Studio peren - Brevetti per invenzioni industriali e Marchi: Comunicato Stampa
  • 25 lug Studio peren - Brevetti per invenzioni industriali e Marchi
    16:04 - 25 lug 2012 Lecce (LE) www.peren.it

    Record di brevetti per la Germania

    Patent è uno di quei «falsi amici» che traggono in inganno quando si traduce dal tedesco all'italiano, e viceversa. Non vuol dire patente di guida, ma brevetto. Ed è un falso amico che spiega perché la Germania è in testa in Europa. L'anno scorso nessun paese della Ue ha registrato tanti brevetti come la Repubblica federale, anzi i ricercatori e le industrie tedesche sarebbero in testa nella classifica mondiale, se si tenesse conto della popolazione.

    In base ai brevetti per milione di abitanti, la Germania supera anche gli Stati Uniti, con un rapporto 2 a 1, ma questi sono calcoli per i maniaci delle statistiche, che riescono sempre a trovare un dato favorevole. Berlino non ha bisogno di stravincere. Detiene il record dei brevetti perché spende più di ogni altro paese per la ricerca, sia da parte pubblica che privata e, a quanto pare, non spreca gli investimenti.
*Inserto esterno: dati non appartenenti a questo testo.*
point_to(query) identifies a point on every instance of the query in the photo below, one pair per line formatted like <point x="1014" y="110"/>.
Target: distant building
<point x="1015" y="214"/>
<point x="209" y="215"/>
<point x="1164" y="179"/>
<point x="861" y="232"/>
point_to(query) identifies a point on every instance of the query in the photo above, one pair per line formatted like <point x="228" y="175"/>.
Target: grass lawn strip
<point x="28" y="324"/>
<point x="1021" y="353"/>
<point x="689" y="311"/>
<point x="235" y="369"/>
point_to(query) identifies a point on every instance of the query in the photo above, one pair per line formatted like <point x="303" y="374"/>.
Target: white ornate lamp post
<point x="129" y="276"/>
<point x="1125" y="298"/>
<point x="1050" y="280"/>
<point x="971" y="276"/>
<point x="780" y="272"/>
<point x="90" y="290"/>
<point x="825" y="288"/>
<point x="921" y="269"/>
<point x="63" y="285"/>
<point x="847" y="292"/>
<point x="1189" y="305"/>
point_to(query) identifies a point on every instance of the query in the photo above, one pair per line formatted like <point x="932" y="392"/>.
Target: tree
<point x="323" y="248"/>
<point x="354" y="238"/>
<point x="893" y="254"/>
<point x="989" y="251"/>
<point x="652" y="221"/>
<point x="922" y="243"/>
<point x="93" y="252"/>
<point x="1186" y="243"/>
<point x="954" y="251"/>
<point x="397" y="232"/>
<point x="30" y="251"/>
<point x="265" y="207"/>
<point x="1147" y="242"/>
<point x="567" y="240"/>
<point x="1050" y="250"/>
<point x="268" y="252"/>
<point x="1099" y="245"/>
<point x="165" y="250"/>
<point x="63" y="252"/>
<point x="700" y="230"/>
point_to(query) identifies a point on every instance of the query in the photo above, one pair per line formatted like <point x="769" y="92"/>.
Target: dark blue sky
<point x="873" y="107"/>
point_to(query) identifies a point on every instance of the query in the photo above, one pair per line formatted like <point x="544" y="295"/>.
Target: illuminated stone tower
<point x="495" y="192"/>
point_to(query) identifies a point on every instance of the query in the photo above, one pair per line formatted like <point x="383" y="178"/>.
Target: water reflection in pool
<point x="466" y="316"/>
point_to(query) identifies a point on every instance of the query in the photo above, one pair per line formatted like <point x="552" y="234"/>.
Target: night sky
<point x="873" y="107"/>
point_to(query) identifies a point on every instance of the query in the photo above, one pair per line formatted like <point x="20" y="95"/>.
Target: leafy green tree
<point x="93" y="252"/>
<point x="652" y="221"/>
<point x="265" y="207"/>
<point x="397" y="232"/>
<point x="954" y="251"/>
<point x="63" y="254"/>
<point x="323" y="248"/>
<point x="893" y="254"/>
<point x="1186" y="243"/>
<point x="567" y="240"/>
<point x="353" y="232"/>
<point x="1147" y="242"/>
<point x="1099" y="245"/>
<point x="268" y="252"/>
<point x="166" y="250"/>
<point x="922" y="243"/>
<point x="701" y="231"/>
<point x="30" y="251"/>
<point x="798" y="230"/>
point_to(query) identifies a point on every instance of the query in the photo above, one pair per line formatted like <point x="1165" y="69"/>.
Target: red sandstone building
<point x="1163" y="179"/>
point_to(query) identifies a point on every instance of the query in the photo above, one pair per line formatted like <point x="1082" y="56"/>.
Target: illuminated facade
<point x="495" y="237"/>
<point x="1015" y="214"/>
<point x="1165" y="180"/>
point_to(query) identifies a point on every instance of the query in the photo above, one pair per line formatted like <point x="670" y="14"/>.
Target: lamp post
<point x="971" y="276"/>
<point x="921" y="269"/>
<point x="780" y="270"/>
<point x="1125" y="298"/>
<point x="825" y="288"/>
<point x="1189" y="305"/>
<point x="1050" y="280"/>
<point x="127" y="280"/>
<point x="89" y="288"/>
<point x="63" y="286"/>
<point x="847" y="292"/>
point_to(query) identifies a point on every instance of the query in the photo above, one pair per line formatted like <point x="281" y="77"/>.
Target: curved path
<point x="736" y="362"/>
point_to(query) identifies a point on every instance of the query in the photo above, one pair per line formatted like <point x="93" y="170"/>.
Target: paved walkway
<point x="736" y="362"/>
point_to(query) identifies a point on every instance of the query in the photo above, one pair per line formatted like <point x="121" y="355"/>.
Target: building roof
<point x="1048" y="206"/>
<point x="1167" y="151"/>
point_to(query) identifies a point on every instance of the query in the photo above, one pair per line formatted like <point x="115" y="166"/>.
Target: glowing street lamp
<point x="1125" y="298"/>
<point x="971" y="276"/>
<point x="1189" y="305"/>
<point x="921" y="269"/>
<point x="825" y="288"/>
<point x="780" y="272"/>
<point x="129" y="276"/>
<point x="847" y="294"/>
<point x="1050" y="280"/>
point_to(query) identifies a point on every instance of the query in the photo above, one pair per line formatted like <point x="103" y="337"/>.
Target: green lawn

    Nel 2011, all'Epa di Monaco, l'Ente europeo per i brevetti, sono giunte 243 mila richieste di registrazione, con un aumento del 3% rispetto all'anno precedente, che aveva stabilito un record con 237.500 brevetti. Il maggior numero proviene da paesi non europei, con una percentuale del 62%, in lieve aumento sul 2010 (61%). In generale, l'Europa rimane costante, mentre sale lentamente l'Asia, e calano gli Stati Uniti, dal 26 al 24%. In testa troviamo la Cina, con un incremento del 5% che la porta al 7% del totale, e il Giappone, con un aumento del 18% e una percentuale sul totale sempre del 18%. Tra i paesi non europei, sono notevoli gli incrementi dell'India (più 13%), della Russia (più 26%) e del Brasile (più 11%), ma che sono sempre agli ultimi posti in assoluto.

    In Europa, la Germania non teme concorrenza: registra il 14% dei brevetti, quanto tutti gli altri principali concorrenti messi insieme: la Francia giunge al 5%, la Svizzera al 3%, come la Gran Bretagna e l'Olanda. Non vengono comunicati i dati relativi all'Italia, ma questa è ormai un'abitudine, quasi in ogni statistica. Ce l'avranno con noi o non siamo più rappresentativi? Un risultato dovuto anche all'investimento. Dal 2005 in Germania le spese pubbliche per la ricerca sono aumentate del 50%, da 9 a 13,7 miliardi di euro. E le imprese private sono state ancora più generose: hanno investito 47 miliardi per la ricerca e per lo sviluppo di prodotti già esistenti.

    In rapporto al pil, Berlino è passata dal 2,51 al 2,82%, senza tuttavia raggiungere ancora il 3% indicato come auspicabile dall'Ue, ma spende sempre più di ogni altro paese in Europa. La media della Comunità è poco inferiore al 2%, e noi ne siamo ben lontani: nel 2010 l'Italia ha speso per la ricerca l'1,26% del pil, solo Ungheria, Polonia e Grecia hanno fatto peggio. E poco più della metà (il 53%) dei 19 miliardi di euro proviene dalle industrie private. Noi ci lamentiamo della cosiddetta fuga di cervelli? In Germania, i giovani ricercatori cominciano a tornare in patria, assicura la Frankfurter Allgemeine pur senza fornire dati. Il 30% dei giovani giunge a un diploma superiore, e nel 2010 sono stati 240 mila, un altro record. E con una laurea si ha quasi certezza di trovare un'occupazione adeguata al titolo di studio, anche per chi ha seguito studi umanistici.